Letters to the Editor

Talk radio largely Right-wing controlled
Re: “Liberalism running rampant in university settings,” Feb. 1

Allow me to suggest another political breeding ground: talk radio. Inarguably, this is one medium that is almost uniform in its scope. Turn on any local “Power Talk!” or “News Radio” station across the country and you will hear the meanderings of one of many syndicated radio hosts proclaiming the latest right-wing agenda, such as Laura Ingraham, Glen Beck, Sean Hannity and Rush Limbaugh, to name a few.

With the exception of a scant few, these “social commentators” are dominantly in the right-wing camp.

Everyday, millions of Americans tune in to hear the latest on the right-wing agenda. I should know since I am one of them. I grew up listening to Rush Limbaugh. I was a self-proclaimed “dittohead.” But I only listen these days to scoff and hone my arguments, and believe me, these commentators do not disappoint. Driving around Tampa almost every day, I go to work, hop in the van, turn on the radio and tune the dial. The majority of the highest Arbitron-rated shows in this area fall into the category of “conservative talk,” whether it’s Glenn Beck in the morning or Bill O’Reilly and Sean Hannity in the afternoon.

Nozick’s theory stating that liberal professors are unsuccessful in the business world and feel more comfortable in a school setting can be applied to talk radio as well, with some tweaking. Instead of being successful students with book knowledge, perhaps talk-radio hosts were poor students who became successful in life and now wish to spout the theories and the agenda of the Right to prove their mettle.

The talk-radio format is free. Most talk-radio hosts are pushing agendas and grabbing for ratings while selling commercials. Their bombastic methods of discussion leave much to be desired. However, “free” does not always translate into “better.” In fact, last I checked, things that are free are normally not worth bothering with anyway.

The fact that the university is a center for academic knowledge should count for something. It should be no surprise that a high percentage of most professors lean to the left in their views. I count my lucky stars that I pay for and attend an institution of higher learning to hear an “educated” voice.

Benjamin S. Bell is a freshman majoring in pre-nursing.

Intellectuals not right or left, but open-minded
Re: “Liberalism running rampant in university settings,” Feb. 1

Fowler’s comments on liberal professors dominating academia came only a week or so after the president of Harvard was criticized for implying that women performed worse in science and math than men.

Intellectuals do not oppose capitalism but attempt to understand its place in a world of pluralistic worldviews.
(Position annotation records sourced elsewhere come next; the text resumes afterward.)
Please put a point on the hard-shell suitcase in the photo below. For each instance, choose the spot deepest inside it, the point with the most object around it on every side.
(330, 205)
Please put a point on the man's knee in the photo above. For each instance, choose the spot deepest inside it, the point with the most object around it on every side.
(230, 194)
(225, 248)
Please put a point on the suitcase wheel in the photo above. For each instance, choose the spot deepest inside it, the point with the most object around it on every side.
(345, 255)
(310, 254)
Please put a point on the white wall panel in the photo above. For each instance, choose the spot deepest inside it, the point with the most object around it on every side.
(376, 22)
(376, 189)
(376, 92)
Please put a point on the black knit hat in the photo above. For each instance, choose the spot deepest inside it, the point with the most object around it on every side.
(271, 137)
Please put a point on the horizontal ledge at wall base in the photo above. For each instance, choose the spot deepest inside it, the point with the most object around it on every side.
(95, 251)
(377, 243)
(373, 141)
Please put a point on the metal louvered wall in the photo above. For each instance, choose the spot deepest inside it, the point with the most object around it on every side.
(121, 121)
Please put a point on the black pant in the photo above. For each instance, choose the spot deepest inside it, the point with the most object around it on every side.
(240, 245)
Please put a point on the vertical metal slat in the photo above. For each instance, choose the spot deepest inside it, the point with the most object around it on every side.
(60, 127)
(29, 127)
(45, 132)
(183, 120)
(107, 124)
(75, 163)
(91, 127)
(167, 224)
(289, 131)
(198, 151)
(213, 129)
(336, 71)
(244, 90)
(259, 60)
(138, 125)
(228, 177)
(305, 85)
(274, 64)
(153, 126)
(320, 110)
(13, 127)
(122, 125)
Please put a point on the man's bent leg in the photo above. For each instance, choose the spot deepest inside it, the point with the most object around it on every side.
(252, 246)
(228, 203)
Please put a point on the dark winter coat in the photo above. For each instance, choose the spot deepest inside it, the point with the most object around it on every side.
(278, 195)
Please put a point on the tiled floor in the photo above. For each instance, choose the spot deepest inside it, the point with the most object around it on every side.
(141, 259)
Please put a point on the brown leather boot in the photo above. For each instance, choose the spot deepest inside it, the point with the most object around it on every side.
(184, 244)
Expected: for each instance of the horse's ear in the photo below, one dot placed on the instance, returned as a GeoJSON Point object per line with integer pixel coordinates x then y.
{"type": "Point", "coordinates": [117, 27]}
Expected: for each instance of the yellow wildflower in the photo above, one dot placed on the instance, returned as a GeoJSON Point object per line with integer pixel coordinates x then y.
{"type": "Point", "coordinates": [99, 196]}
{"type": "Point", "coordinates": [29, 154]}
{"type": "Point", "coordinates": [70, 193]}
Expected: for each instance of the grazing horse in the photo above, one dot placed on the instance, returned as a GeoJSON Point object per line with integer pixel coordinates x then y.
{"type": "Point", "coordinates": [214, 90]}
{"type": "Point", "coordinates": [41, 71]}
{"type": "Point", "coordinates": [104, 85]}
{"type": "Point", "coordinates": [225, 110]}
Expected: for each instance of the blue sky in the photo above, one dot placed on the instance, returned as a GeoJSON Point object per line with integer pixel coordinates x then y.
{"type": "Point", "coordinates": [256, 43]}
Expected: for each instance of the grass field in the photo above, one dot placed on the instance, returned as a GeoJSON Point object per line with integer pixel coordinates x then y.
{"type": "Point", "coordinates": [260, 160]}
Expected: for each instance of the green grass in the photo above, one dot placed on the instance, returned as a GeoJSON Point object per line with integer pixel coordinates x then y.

Due to capitalism’s quick spread and implications for human rights (i.e. rich elites are still in control of the world and they are not liberal), intellectuals should be concerned.

Fowler gives little credence to the fact that many of us were taught by conservatives with a much narrower worldview during our 12 years of public education. I would like to encourage USF students to take extremist rambling such as Fowler’s with a grain of salt and recognize that the diversity of beliefs held by liberals and conservatives are not necessarily mutually exclusive.

Christian Reed is a Peace Corps recruiter at USF.